Saving processes and threads in a WSGI server with Moya
I have a webserver with 3 WSGI applications running on different domains (1, 2, 3). All deployed with a combination of Gunicorn and NGINX. A combination that works really well, but there are two annoyances that are only going to get worse the more sites I deploy:
A) The configuration for each server resides in a different location on the filesystem, so I have to recall & type a long path to edit settings.
B) More significantly, each server adds extra resource requirements. I follow the advice of running each WSGI application with (2 * number_of_cores + 1) processes, each with 8 threads. The threads may be overkill, but that ensures that the server can use all available capacity to handle dynamic requests. On my 4 core server, that's 9 processes, 72 threads per site. Or 27 processes, and 216 threads for the 3 sites. Clearly that's not scalable if I want to host more web applications on one server.
A new feature recently added to Moya fixes both those problems. Rather than deploy a WSGI application for each site, Moya can now optionally create a single WSGI application that serves many sites. With this new system, configuration is read from /etc/moya/, which contains a directory structure like this:
|-- logging.ini
|-- moya.conf
|-- sites-available
| |-- moyapi.ini
| |-- moyaproject.ini
| `-- notes.ini
`-- sites-enabled
|-- moyapi.ini
|-- moyaproject.ini
`-- notes.ini
At the top level is “moya.conf” which contains a few server-wide settings, and “logging.ini” which contains logging settings. The directories “sites-available” and “sites-enabled” work like Apache and NGINX servers; settings for each site are read from “sites-enabled”, which contains symlinks to files in “sites-available”.

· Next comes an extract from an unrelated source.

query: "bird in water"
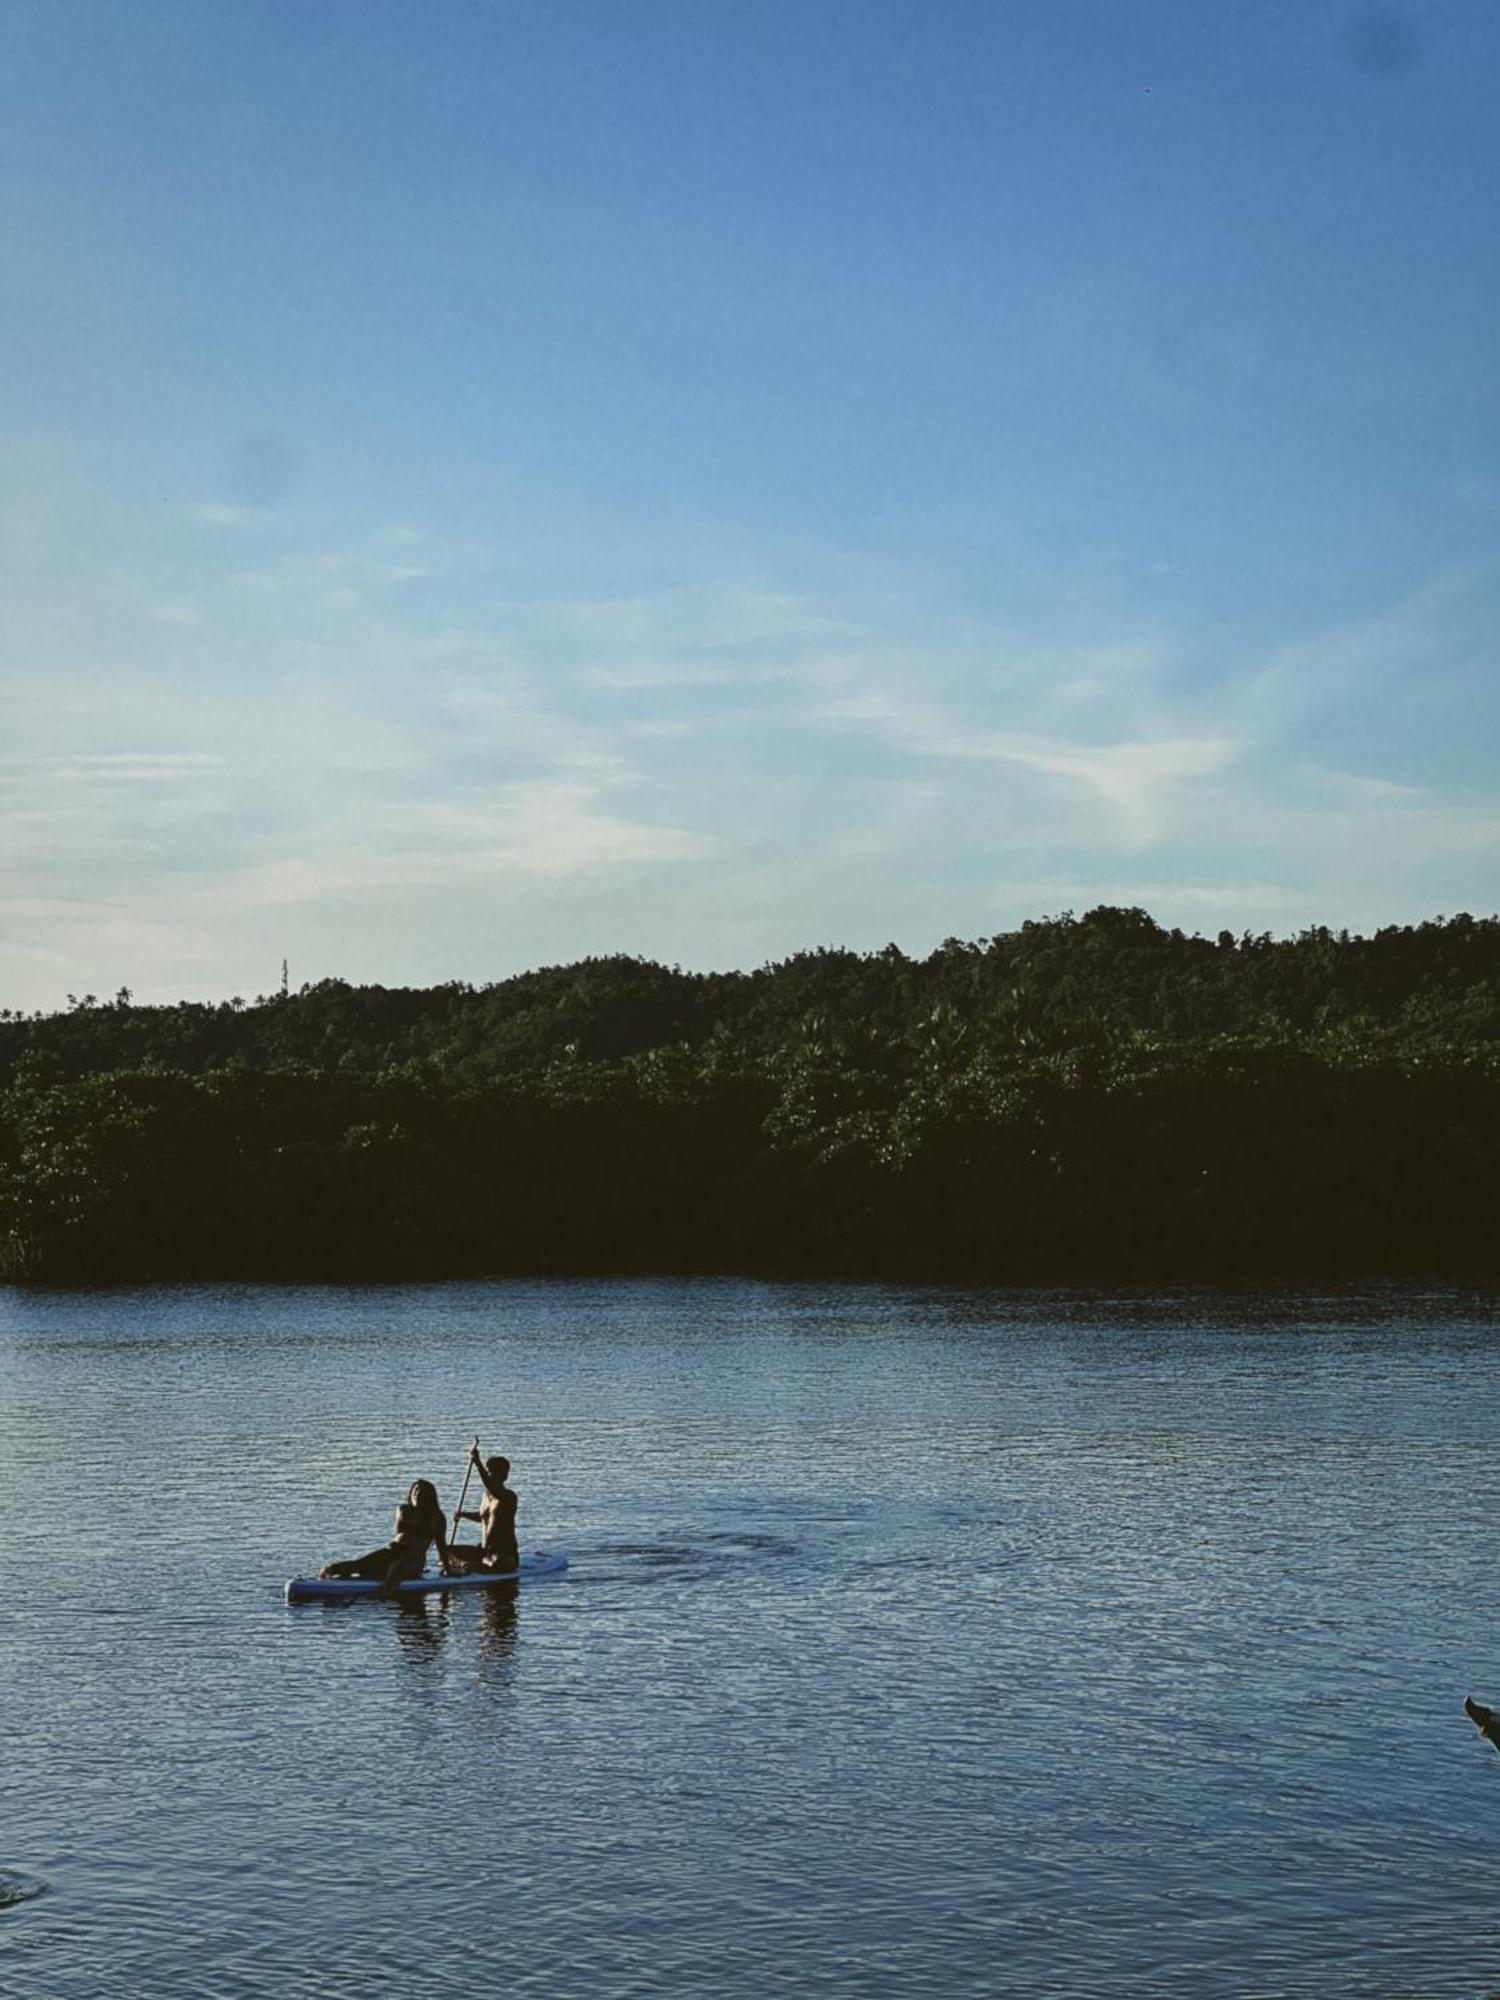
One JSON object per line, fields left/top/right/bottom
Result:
{"left": 1465, "top": 1695, "right": 1500, "bottom": 1751}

Gunicorn (or any other wsgi server) can run these sites with a single instance by specifying the WSGI module as “moya.service:application”. This application object loads the sites from “sites-available” and is responsible for dispatching requests based on domains specified in the INI files.

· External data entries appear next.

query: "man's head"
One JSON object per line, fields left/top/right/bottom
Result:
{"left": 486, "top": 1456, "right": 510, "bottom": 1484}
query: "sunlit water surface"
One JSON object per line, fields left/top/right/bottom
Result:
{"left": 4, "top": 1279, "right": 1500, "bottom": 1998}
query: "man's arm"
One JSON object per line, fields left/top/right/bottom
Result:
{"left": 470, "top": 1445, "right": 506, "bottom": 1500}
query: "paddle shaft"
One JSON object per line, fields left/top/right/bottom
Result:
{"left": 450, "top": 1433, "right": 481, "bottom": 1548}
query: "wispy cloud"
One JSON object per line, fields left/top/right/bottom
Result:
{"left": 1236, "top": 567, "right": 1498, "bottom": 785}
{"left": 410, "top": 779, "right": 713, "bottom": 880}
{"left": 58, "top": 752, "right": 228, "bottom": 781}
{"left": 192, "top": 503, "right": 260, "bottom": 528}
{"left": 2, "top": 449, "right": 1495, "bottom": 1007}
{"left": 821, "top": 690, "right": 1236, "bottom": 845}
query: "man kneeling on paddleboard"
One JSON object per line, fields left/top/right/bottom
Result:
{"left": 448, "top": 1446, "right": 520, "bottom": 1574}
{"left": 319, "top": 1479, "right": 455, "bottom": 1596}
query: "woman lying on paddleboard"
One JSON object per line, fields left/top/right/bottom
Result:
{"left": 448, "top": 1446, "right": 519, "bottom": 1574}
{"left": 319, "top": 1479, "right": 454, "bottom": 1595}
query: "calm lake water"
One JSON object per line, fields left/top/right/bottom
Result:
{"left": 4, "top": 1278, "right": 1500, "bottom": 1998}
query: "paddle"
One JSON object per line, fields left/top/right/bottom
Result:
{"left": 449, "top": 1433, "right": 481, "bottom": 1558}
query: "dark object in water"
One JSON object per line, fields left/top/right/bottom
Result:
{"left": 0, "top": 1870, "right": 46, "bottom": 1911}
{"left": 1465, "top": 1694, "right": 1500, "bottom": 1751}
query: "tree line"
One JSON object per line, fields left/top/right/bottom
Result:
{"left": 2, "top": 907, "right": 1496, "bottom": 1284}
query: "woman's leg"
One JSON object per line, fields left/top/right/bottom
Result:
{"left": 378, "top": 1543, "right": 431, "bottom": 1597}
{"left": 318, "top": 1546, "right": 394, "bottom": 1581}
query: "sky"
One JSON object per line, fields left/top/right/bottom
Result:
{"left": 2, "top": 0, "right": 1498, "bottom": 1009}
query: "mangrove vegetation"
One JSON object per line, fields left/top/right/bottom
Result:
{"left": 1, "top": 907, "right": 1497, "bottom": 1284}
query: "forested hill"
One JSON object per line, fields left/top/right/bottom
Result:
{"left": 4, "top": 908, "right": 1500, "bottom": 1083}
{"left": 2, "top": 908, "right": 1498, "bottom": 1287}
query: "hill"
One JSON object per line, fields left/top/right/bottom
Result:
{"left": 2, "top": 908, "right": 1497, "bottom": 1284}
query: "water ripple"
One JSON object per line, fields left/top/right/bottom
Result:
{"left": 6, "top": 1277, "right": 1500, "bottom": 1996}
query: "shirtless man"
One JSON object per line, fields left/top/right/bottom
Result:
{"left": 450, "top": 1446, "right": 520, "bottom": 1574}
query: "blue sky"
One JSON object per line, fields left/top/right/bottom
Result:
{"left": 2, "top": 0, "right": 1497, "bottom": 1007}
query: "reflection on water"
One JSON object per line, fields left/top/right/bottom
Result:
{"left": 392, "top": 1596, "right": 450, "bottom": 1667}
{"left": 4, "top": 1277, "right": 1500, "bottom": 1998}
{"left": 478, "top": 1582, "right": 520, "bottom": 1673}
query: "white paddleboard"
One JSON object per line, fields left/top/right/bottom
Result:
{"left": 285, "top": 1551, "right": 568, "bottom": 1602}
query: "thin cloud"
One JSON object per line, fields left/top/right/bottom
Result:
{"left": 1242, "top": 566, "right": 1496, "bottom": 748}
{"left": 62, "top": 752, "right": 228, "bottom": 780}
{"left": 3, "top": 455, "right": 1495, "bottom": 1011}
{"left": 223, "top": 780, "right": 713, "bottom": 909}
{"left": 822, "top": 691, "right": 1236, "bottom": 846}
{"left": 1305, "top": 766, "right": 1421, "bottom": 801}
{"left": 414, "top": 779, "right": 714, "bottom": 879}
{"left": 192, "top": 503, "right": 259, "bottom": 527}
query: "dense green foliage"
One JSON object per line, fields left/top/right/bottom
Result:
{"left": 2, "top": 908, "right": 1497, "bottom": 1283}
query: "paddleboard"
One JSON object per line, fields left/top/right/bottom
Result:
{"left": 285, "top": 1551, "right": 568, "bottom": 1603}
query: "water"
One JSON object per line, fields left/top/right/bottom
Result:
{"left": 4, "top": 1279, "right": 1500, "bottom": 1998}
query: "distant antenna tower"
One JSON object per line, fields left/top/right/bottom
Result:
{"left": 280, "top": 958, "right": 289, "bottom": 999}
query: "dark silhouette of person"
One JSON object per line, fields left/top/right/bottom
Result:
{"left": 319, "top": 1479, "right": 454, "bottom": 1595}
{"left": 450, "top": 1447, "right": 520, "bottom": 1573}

Because all sites now go through a single Gunicorn instance, requests are shared amongst one optimal pool of processes / threads. This keeps the memory footprint low and negates the need to allocate resources based on traffic.

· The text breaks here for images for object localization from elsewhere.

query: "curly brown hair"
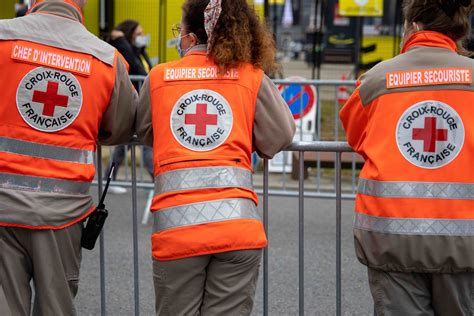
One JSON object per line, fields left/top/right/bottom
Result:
{"left": 182, "top": 0, "right": 278, "bottom": 74}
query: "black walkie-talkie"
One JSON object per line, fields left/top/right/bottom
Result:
{"left": 81, "top": 163, "right": 115, "bottom": 250}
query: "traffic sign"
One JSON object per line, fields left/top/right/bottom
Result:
{"left": 278, "top": 76, "right": 317, "bottom": 134}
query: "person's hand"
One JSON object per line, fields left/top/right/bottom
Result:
{"left": 110, "top": 30, "right": 125, "bottom": 40}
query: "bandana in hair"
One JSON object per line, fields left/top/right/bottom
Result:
{"left": 204, "top": 0, "right": 222, "bottom": 54}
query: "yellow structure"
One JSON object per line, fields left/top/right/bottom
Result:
{"left": 112, "top": 0, "right": 190, "bottom": 64}
{"left": 83, "top": 0, "right": 99, "bottom": 35}
{"left": 339, "top": 0, "right": 383, "bottom": 17}
{"left": 0, "top": 0, "right": 16, "bottom": 19}
{"left": 361, "top": 35, "right": 399, "bottom": 65}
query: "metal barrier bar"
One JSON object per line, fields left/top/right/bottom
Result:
{"left": 298, "top": 151, "right": 305, "bottom": 316}
{"left": 273, "top": 79, "right": 357, "bottom": 86}
{"left": 263, "top": 159, "right": 269, "bottom": 316}
{"left": 130, "top": 76, "right": 357, "bottom": 87}
{"left": 335, "top": 152, "right": 342, "bottom": 316}
{"left": 140, "top": 146, "right": 144, "bottom": 182}
{"left": 334, "top": 89, "right": 339, "bottom": 141}
{"left": 131, "top": 144, "right": 140, "bottom": 315}
{"left": 316, "top": 85, "right": 322, "bottom": 192}
{"left": 96, "top": 146, "right": 106, "bottom": 316}
{"left": 287, "top": 141, "right": 352, "bottom": 152}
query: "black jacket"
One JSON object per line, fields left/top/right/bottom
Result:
{"left": 109, "top": 36, "right": 152, "bottom": 89}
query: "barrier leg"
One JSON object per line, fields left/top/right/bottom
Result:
{"left": 299, "top": 151, "right": 305, "bottom": 316}
{"left": 263, "top": 159, "right": 269, "bottom": 316}
{"left": 97, "top": 146, "right": 106, "bottom": 316}
{"left": 131, "top": 144, "right": 140, "bottom": 315}
{"left": 335, "top": 152, "right": 342, "bottom": 316}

This new multi-server system is somewhat experimental, and hasn't been documented. But since I believe in eating my own dog-food, it has been live now for a whole hour–with no problems.
Is there a workaround or you need to forget about Moya and just run different gunicorn instances but with lowering the number of process/threads per site (especially if the site is not so popular and don't have so many visitors at the same time)
Actually in your variant I will try with only 4 process per site without threads.